Kleine SUVs sind offenbar das nächste große Ding der Autobranche: Nachdem mittlerweile fast jeder Hersteller einen Geländewagen oder Crossover in der Kompaktklasse im Programm hat, stellen jetzt immer mehr Anbieter auch ihre Kleinwagen auf Stelzen. Denn der Markt für solche Geländezwerge soll gewaltig wachsen: "Wir gehen davon aus, dass die SUVs im B-Segment die sogenannten C-SUV bis zum Ende der Dekade überholen werden", sagt zum Beispiel Kia-Europachef Michael Cole und rechnet mit nahezu einer Verdopplung der Zulassungszahlen. Und weil von diesem Anstieg jeder profitieren will, gehen allein in dieser Saison ein halbes Dutzend neuer Modelle in den Großstadtdschungel.

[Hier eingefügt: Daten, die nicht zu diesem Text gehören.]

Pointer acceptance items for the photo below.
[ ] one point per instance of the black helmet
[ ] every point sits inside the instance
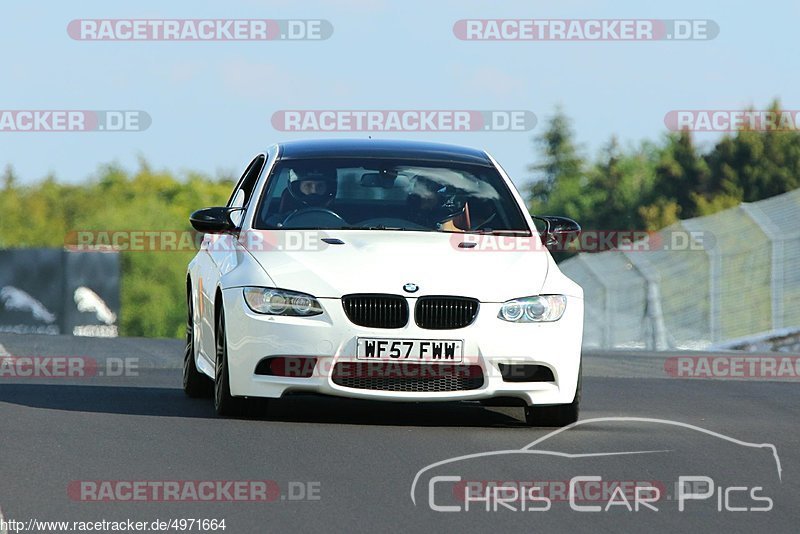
(304, 173)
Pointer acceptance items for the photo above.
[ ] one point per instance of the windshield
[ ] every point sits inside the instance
(384, 194)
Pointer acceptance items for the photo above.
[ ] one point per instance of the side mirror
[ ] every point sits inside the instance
(214, 220)
(559, 230)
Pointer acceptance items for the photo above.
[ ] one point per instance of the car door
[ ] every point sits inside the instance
(218, 256)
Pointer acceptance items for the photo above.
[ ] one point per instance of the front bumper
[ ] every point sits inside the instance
(331, 338)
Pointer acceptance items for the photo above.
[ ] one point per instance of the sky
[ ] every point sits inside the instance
(211, 103)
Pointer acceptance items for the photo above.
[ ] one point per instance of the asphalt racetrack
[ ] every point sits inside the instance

Getragen wird dieser Trend von einem Wertewandel bei den Kleinwagen, sagt Automobilwirtschaftler Ferdinand Dudenhöffer: In den 1980er und 1990ern seien VW Polo oder Ford Fiesta in diesem Segment noch das Maß der Dinge gewesen, sagt der Professor der Universität Duisburg-Essen. "Doch dann kam die Industrie auf den Trichter, dass klein nicht auch einfach und billig sein muss und hat Nobelzwerge wie den Audi A1 oder kunterbunte Lifestyle-Flitzer wie den Fiat 500 und den Mini an den Start gebracht." Und jetzt gebe es mit dem SUV plötzlich die Kombination von Praktikabilität und Emotion: "Viel Platz auf kleinstem Raum auch fürs Sportgerät, schickes Design mit einem Hang zum Abenteuer", sagt Dudenhöffer "und dazu viele ältere Autokäufer, die es subjektiv sicherer und ergonomisch einfacher haben - schon hat man lauter Kleinwagen mit SUV-Styling."

Ganz vorne dabei: die Koreaner. Denn nahezu gleichzeitig bringen die Schwestermarken Hyundai und Kia im Herbst zwei kleine Geländewagen an den Start. Beide um die 4,20 Meter lang, teilen sie sich nicht nur die Plattform, sondern auch die Philosophie: Beide sind sie für koreanische Modelle ungewöhnlich expressiv gezeichnet. Und beide setzen auf sehr viele, sehr bunte Farbkombinationen und poppige Individualisierungen im Innenraum, so die Hersteller. Allerdings gibt es einen entscheidenden Unterschied: Während es Hyundai bei seinem Kona nach Angaben von Chairman Wonhee Lee ernst meint mit den Geländegenen und deshalb auch Varianten mit Allradantrieb anbietet, kommt der Kia Stonic laut Hersteller zunächst nur als Fronttriebler. Außerdem reicht die Motorpalette bei Hyundai bis 130 kW/177 PS, während Kia schon bei 88 kW/120 PS Schluss macht.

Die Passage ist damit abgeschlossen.